Jeff Walker Reviews: Tame Impala “The Slow Rush”

Tame Impala's fourth album explores the fleeting concept of time with a smooth psychedelic sound

Tame Impala “The Slow Rush” (Interscope Fiction). Kevin Parker is the musical mastermind behind the psychedelic rock/pop outfit Tame Impala. Hailing from Perth, Australia, he released the first Tame Impala album “Innerspeaker” 10 years ago when he was 24 years old. Although Tame Impala is a band, their music and albums are solely written, recorded, and produced by Parker himself; Parker plays with a full five-piece band for live sets. “The Slow Rush” arrives five years after “Currents,” the album that made his one-man band more famous than he could’ve imagined.

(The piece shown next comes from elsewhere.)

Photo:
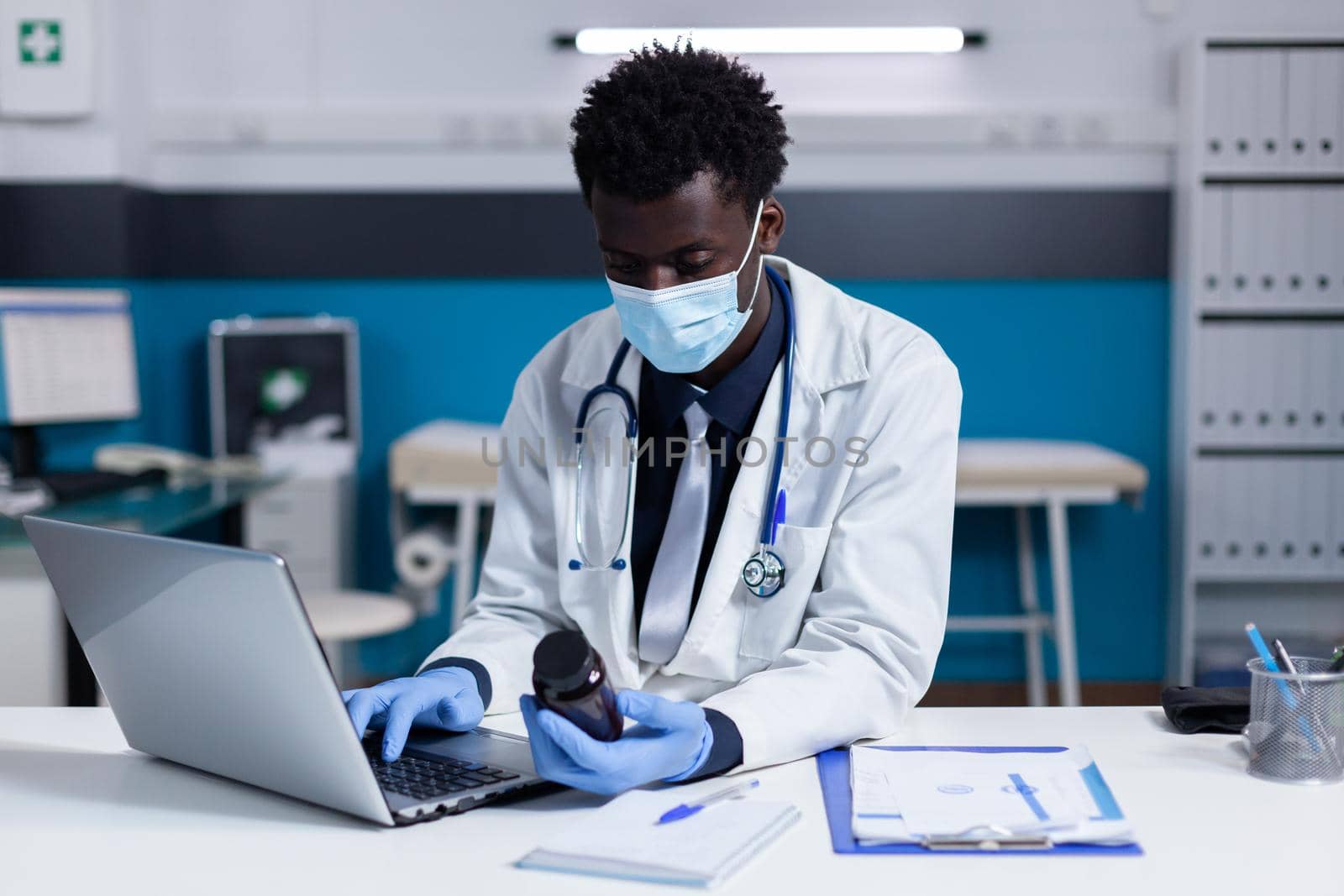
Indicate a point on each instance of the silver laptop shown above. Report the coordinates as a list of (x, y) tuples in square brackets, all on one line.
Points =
[(208, 660)]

Parker started out in 2010 as a home-recording, guitar-wielding psychedelic rocker, but 2015’s “Currents” cemented his metamorphosis into an arena-filling synth-psych act whose tunes are covered by Rihanna and Arctic Monkeys. Along the way, he has collaborated with Mark Ronson, Lady Gaga, Kanye West and Travis Scott. On “The Slow Rush,” his fourth album, Parker takes a breath and eases into a smoother psychedelic sound. Even without the adrenaline-filled highs, the compositions are as rich and thoughtful as ever.

“The Slow Rush” is extraordinarily detailed with influences that reach into specific corners of the past six decades, from Philly soul and early prog to acid house, adult-contemporary R&B, and Late Registration. I marvel that all this sound and history comes from Parker alone, picking every string and twisting every knob. Tame Impala’s first two albums were centered mainly around reverberated guitars, rather than the heavy emphasis on synthesizers we see on this album and “Currents,” his previous record.

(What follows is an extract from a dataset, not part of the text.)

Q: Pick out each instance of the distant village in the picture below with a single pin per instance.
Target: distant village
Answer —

The first single “Borderline” was originally released during Tame Impala’s headlining-Coachella performance in April of 2019, but Parker reworked it on this new album into a more complete song. The release date and title of the album were announced in October 2019, along with the second single, “It Might Be Time.” This and other singles provided a different sound for Parker, featuring some of the same dreamy synthesizers from “Currents,” but with more acoustic layering.

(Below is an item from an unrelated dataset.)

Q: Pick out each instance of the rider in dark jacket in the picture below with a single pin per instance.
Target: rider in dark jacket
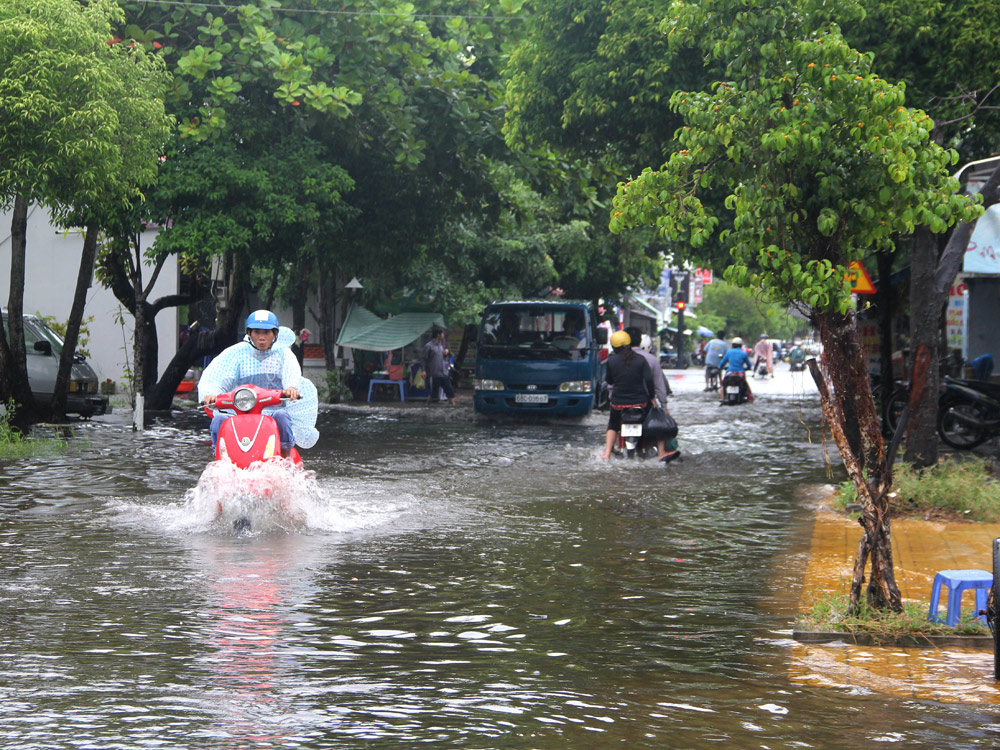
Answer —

The Slow Rush” as an album explores the fleeting concept of time. This is evident with the album’s opener, “One More Year,” an entrancing song whose instrumental consists of a reverberated and distorted vocal snippet of the song’s title. This song has Parker singing about acknowledging how fleeting time is, but not caring about its limiting factors and living life to its fullest extent. Fortunately, this album was worth the five-year wait. “The Slow Rush” is arguably Parker’s most fully realized and satisfying effort to date. The concept of time recurs throughout the album. “One More Hour,” the album’s closing track , serves as a bookend to the opener, “One More Year.”  The Slow Rush is a fantastic album of musical bliss that seems to be a true passion project from Kevin Parker. It’s a musical shift from Tame Impala’s last record, and the unmitigated ambition that is present on this album is spectacular. I believe it lives up to the rest of Tame Impala’s diverse yet fantastic discography. Key tracks are “One More Year,” “Posthumous Forgiveness,” and “Breathe Deeper.”